– Fr. Abbot Brendan Coffey OSB

These are turbulent times. We have lived through the banking crisis of 2008, the COVID crisis of 2020, the climate crisis of this present age, the war in Ukraine is regrettably ongoing and the Christian community in Nigeria and elsewhere around the world continue to suffer persecution. St Benedict is someone who can speak today into a time of crisis. Although the word PAX is written over the doorway of his great Abbey at Monte Cassino, just as it is written over our archway here, Benedict lived through several global crises in his lifetime.

The last fifteen years of his life on earth were a time of war, destruction and hardship with shortages of food and basic goods. In the year 536 there was a climate crisis caused by volcanic eruptions. This led to global cooling and floods, food shortages and earthquakes. Before his death in 547, there was a pandemic of bubonic plague: the plague of Justinian, which swept through the Byzantine Empire and is estimated to have killed between 30-50 million people. Added to this was the constant threat of invasion by the Lombards from the north. In this time of crisis, St Benedict forged a rule to help his monks live together before God and in peace. St Benedict’s life and the attraction of his Rule, continues to inspire men and women to follow the monastic vocation and to listen to the call of God – why?

The prologue of the Rule opens with the words, ‘Listen, my son, to the precepts of the Master and incline the ear of your heart’. If we wish to learn, then we have to listen. We must listen to the Scriptures, to preachers, teachers, philosophers, to the writers of the past and present, and dedicate our mind and heart to learning, as to God.
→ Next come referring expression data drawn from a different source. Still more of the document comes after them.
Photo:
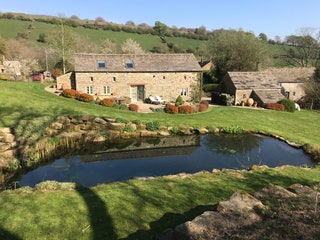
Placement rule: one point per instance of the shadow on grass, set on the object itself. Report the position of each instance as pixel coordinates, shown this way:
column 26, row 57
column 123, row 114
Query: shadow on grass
column 5, row 235
column 100, row 222
column 168, row 221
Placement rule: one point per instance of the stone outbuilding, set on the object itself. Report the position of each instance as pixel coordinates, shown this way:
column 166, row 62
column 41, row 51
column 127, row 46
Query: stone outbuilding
column 134, row 77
The example of the patience of the monks of old, who copied medieval manuscripts is set before us, perhaps years of work knowing that each stroke of the pen would benefit future generations. I am sure some of them were often tired, but they knew they were engaged in an enterprise that was greater than themselves. Patience is not something we are good at today.

St Benedict also reminds us that the discovery of God begins on our knees. He teaches us to pray and offer our work to God, ‘First of all. Every time you begin a good work, you must pray most earnestly to bring it to perfection’ This is wise advice for our age. He also teaches us to use the gifts of creation wisely, with moderation, not over-consuming or acting as though everything belonged to me.

Fortunately, the human spirit has the capacity to rise to the challenges of today, as it did in the past. Consider the response made to Ukraine, the openness to families of refugees. St Benedict writes, ‘“Distribution was made as each had need.” We also retain the capacity to fix our mind and heart on God, preferring nothing whatsoever to Christ.

These few reminders tell us that we must consider the good of every human person. In this way, each can play his or her part using their gifts for the good of others and then be welcomed home to heaven at the end of life like St Benedict, with those words of welcome, ‘Well done good and faithful servant.’